ただし、使っていない商標は登録を取り消されることもあります。
 
(一郎)
 そうか。でも、売れているブランドなら、ずっと使い続けることができるのか。よし、権利を取って、世界中で売りまくるぞ!!
 
6.海外で商標を守るには
(早見優)
 ちょっと待ってください!商標権は、残念ながら海外までは及びません。外国で販売するときは、まずその国での商標登録の状況を確認する必要がありますし、外国で商標を保護したいときは、その国の商標権を取得しなければなりません。
 
(明子)
 え?国毎に出願しなければいけないんですか?結構大変ですね。
 
(早見優)
 商標権はその国ごとに成立する仕組みになっていますから、模倣品に対抗したり、関係のない第三者が勝手に外国で出願・登録してしまうのを防ぐためには、早めに海外にも出願するなどの対策を行うことが大切です。
 
(ナレーション)
 海外で権利を取得するには、その国に直接出願する方法と・・・
 マドリッド協定議定書という条約に基づいて、日本の特許庁経由で、一度に複数の国に出願する方法があります。
 海外における知的財産問題ついては、日本貿易振興機構(ジェトロ)でも相談を受け付けています。
 
7.エンディング
(早見優)
 いかがですか。ここまでの話で商標について、ご理解いただけたでしょうか。
 
(一郎)
 はい。ただ、実際に商標の出願をしようと思ったら、どんな書類を用意したらよいのかとか、何を書けばよいのかとか細かいことが出てくると思うんですが・・・
 
(早見優)
 特許庁では出願書類の作成方法についてもホームページでご紹介していますので、是非ご利用下さい。
 
(ナレーション)
 工業所有権情報・研修館では、一般的なご質問について、電話や窓口でのご相談を受け付けています。
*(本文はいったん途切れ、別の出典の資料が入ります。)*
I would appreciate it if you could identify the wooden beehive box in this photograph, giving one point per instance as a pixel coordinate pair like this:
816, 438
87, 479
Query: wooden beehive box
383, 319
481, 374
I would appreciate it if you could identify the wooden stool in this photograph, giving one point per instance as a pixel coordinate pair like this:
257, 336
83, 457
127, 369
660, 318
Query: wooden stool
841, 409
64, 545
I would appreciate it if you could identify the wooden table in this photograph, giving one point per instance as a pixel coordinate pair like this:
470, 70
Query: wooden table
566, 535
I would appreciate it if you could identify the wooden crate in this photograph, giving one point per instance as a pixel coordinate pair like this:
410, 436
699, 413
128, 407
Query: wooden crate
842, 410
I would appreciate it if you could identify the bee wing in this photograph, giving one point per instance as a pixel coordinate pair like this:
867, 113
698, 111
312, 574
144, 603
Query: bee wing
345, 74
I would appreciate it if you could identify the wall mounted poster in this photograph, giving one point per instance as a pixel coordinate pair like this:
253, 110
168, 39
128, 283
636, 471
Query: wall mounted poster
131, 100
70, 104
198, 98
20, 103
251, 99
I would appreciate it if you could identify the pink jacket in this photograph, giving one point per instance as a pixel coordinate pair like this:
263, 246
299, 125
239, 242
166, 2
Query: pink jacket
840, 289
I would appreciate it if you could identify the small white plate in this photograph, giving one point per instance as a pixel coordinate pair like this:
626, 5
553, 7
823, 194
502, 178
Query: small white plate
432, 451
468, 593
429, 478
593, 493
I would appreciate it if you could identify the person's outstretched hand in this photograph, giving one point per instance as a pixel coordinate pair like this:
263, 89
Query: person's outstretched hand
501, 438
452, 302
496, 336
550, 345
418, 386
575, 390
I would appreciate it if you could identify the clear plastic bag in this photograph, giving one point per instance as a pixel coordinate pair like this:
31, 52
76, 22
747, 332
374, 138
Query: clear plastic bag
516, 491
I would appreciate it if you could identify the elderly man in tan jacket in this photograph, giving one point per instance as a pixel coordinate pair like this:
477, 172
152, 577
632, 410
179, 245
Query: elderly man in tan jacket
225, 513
 また、全国9ヶ所の特許室でも相談を受け付けています。
 商工会議所に設置された『知財駆け込み寺』でも相談を受け付けていますし・・・
 専門家である弁理士に相談するという方法もあります。日本弁理士会のホームページから、弁理士ナビを利用して、弁理士を探すことができます。
 
(一郎)
 今まで勉強してきて、商標というのは企業の商品やサービスのブランドを守るためになくてはならない制度だということがわかりました。
 
(明子)
 相談に乗ってくれるところも色々あるみたいだし、安心ね。
 
(早見優)
 商標は自分の商品やサービスを、他者の同様な商品やサービスと区別するための大切な財産です。
 
(早見優)
 皆さんも、商標について正しく理解していただき、この制度を有効に活用して下さいね。